Hands off our manpads

The CIA has been putting in security flaws into US-made weapons so that they can be disabled if they fall into the wrong hands.

The technology has been a feature of anti-aircraft missiles with the unfortunate name Man-Portable Air-Defense Systems (MANPADS), 

Dutch researcher Jos Wetzels told a cybersecurity conference in Leipzig, Germany on Saturday. Wetzels said the system was laid out in a batch of CIA documents published by WikiLeaks in 2017 but that the files were mislabeled and attracted little public attention until now.

 Wetzels said the CIA had come up with a “smart arms control solution” that would restrict the use of missiles “to a particular time and a particular place”. The technique, referred to as “geofencing”, blocks the use of a device outside a specific geographic area.

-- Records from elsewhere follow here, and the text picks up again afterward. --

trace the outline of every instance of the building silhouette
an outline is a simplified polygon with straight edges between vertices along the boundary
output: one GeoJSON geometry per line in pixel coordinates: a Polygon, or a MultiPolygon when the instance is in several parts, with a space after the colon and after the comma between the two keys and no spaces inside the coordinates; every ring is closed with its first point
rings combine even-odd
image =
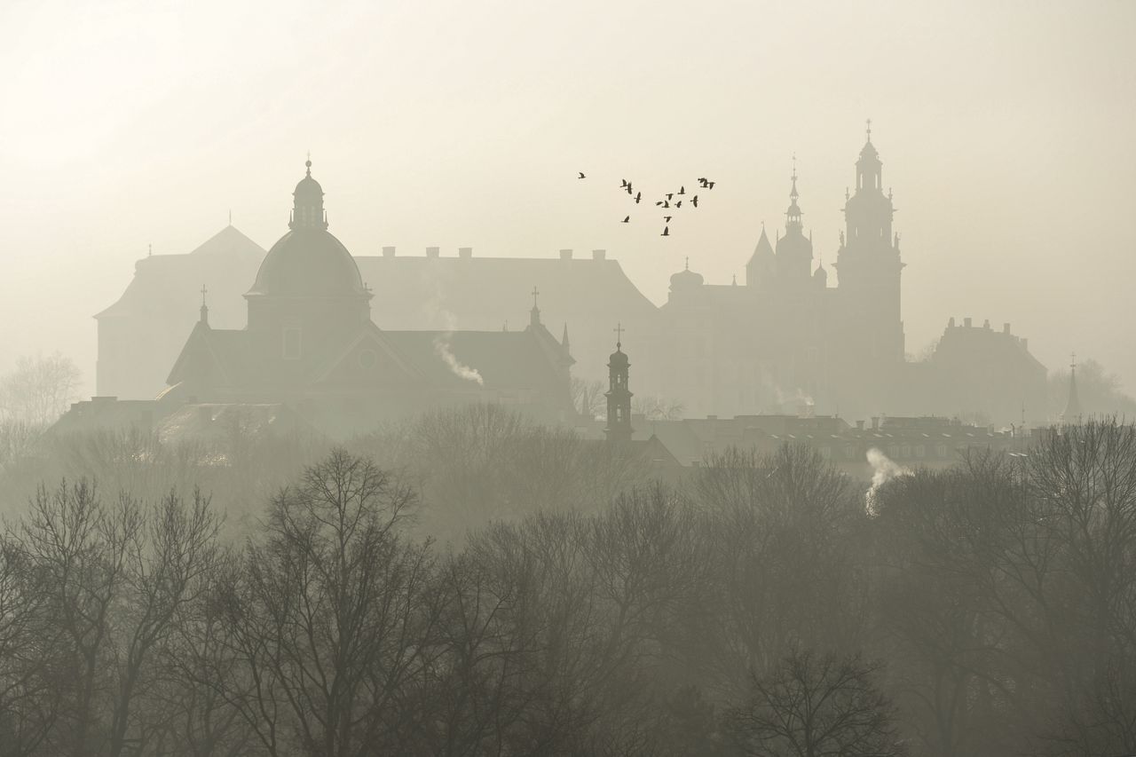
{"type": "MultiPolygon", "coordinates": [[[[591,257],[561,250],[551,258],[496,258],[475,256],[471,248],[457,255],[427,248],[425,256],[383,248],[382,255],[352,259],[327,231],[323,190],[306,175],[296,185],[290,231],[262,264],[260,248],[232,227],[192,253],[137,264],[119,301],[97,316],[98,392],[153,397],[168,374],[176,386],[170,391],[182,397],[243,401],[276,384],[277,393],[326,399],[334,393],[331,378],[306,373],[315,371],[310,364],[329,369],[323,361],[334,359],[333,344],[348,350],[345,334],[367,332],[356,348],[374,352],[376,365],[394,372],[391,381],[401,366],[409,372],[403,378],[418,376],[408,381],[420,386],[458,382],[451,388],[456,393],[527,397],[517,400],[526,402],[534,391],[549,396],[548,388],[529,389],[545,386],[535,377],[544,368],[521,378],[506,365],[527,361],[520,352],[529,350],[554,371],[568,363],[574,375],[602,381],[611,324],[619,322],[636,333],[637,391],[678,400],[691,416],[808,408],[849,418],[968,415],[1008,423],[1025,406],[1030,422],[1044,421],[1045,368],[1009,325],[996,332],[988,322],[975,327],[967,318],[957,326],[952,318],[926,359],[907,356],[901,313],[907,261],[870,128],[852,176],[844,228],[825,256],[834,260],[829,267],[804,222],[807,177],[799,176],[794,160],[784,224],[770,231],[762,225],[743,282],[707,282],[688,259],[670,277],[667,301],[655,307],[604,250],[591,257]],[[202,283],[209,290],[209,323],[194,325],[192,303],[202,283]],[[540,322],[535,302],[529,325],[509,331],[515,314],[528,307],[525,298],[534,284],[545,310],[557,316],[559,341],[540,322]],[[244,294],[247,326],[235,293],[244,294]],[[378,326],[368,326],[371,317],[378,326]],[[191,330],[197,335],[178,357],[183,334],[191,330]],[[517,341],[474,335],[488,332],[511,333],[517,341]],[[438,339],[452,344],[460,364],[476,356],[484,385],[460,378],[438,359],[432,347],[438,339]],[[248,357],[254,355],[266,357],[248,357]],[[259,368],[242,367],[250,359],[259,368]],[[202,367],[209,360],[215,366],[202,367]],[[424,382],[426,375],[434,378],[424,382]],[[311,382],[317,381],[321,392],[315,392],[311,382]]],[[[354,391],[348,384],[341,393],[354,391]]]]}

For example, Stinger MANPADS supplied by the United States are credited with helping mujahedeen rebels drive Soviet forces out of Afghanistan in a conflict that spanned the 1980s and 1990s. But US officials have since spent billions of dollars to clear the missiles from the country - and from other conflict zones around the world.

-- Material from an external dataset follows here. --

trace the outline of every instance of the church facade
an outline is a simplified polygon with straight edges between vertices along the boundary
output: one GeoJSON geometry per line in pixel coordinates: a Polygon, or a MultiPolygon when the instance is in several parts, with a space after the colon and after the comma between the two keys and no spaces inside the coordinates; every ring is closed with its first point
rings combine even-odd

Wetzels said it was unclear whether the CIA’s design ever left the drawing board or where it was meant to have been deployed, but he noted that the apparent period of development in the documents’ metadata - 2014 to 2015 - roughly coincided with media reports about the deployment of MANPADS to rebels in Syria. Geofencing might have been seen as a way of ensuring the missiles were used on the Syrian battlefield and nowhere else, he said.